Lun. Ago 15th, 2022

“C’é rischio concreto di sviluppare sindromi depressive”

“È indispensabile organizzare il ritorno in presenza degli studenti, in piena sicurezza, al fine di evitare diversi controeffetti che incidono negativamente sul loro sviluppo psico-fisico. Recenti studi dimostrano, infatti, il concreto rischio che i bambini alle prese con la didattica a distanza, quindi collegati con un dispositivo per alcune ore al mattino, e che trascorrono il pomeriggio in casa, possano essere colpiti dalla cosiddetta sindrome della capanna o comunque da disturbi depressivi”. Lo afferma, in una nota, il consigliere regionale Luigi Tassone, che sottolinea “le possibili problematiche derivanti da un intero anno senza la scuola tradizionale” e chiede “un rientro fra i banchi al più presto”. “Nella fase di massima emergenza – aggiunge Tassone – era corretto e sacrosanto intraprendere tutte le iniziative volte a minimizzare i contagi da Covid-19 e a proteggere tutti, specie le categorie più deboli. Con il cambio, almeno parziale, della situazione, è giusto individuare tempestivamente gli altri rischi e mettere in atto i provvedimenti volti a disattivarne gli effetti. Tutti gli alunni, soprattutto i più piccoli, hanno bisogno di interagire con i loro compagni e con gli insegnanti, di avere normali contatti sociali, di uscire e praticare sport.

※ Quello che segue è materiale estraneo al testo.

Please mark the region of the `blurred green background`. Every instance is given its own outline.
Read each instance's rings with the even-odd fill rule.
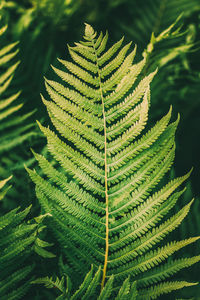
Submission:
[[[35,111],[31,116],[32,122],[36,119],[49,122],[40,98],[40,93],[44,93],[43,77],[53,78],[50,65],[56,65],[58,57],[69,59],[67,44],[72,45],[81,39],[85,22],[98,32],[108,30],[110,44],[122,36],[125,36],[125,42],[133,41],[133,45],[137,44],[136,60],[148,54],[145,72],[159,68],[151,85],[149,125],[166,114],[170,105],[173,106],[174,119],[178,113],[181,115],[175,164],[169,176],[180,176],[192,166],[194,168],[180,205],[192,197],[196,201],[191,216],[176,235],[200,234],[199,0],[5,0],[2,5],[2,22],[8,24],[5,42],[19,41],[20,49],[18,59],[21,63],[11,87],[13,92],[22,90],[20,101],[25,103],[23,112]],[[160,41],[152,37],[152,32],[159,37],[179,16],[168,36],[160,38]],[[5,210],[36,201],[23,163],[34,164],[30,148],[41,152],[45,151],[44,145],[45,141],[38,133],[38,138],[30,139],[23,151],[16,149],[21,163],[9,162],[6,176],[12,173],[16,177],[17,174],[18,180],[21,178],[28,184],[10,194],[11,200],[9,205],[4,205]],[[5,166],[6,163],[4,161]],[[4,177],[4,174],[0,175]],[[17,186],[17,180],[15,183]],[[19,194],[21,203],[15,203]],[[200,252],[192,247],[190,251],[193,254]],[[199,273],[198,266],[193,273]]]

La vita estremamente sedentaria a cui sono stati costretti per via della pandemia può rappresentare un pericolo per la loro serenità e per la loro crescita, causando conseguenze nefaste sull’aspetto psicologico e comunicativo. Stare chiusi in casa per periodi prolungati, secondo quanto spiegato dagli psicologi, può provocare nervosismo, apatia, depressione e disagi simili”. Alla luce di questo “quadro preoccupante”, Tassone sollecita “la ripresa delle attività didattiche nelle classi, in modo da eliminare ogni fonte di potenziale stress o trauma e da consentire un ritorno alla vita abituale”.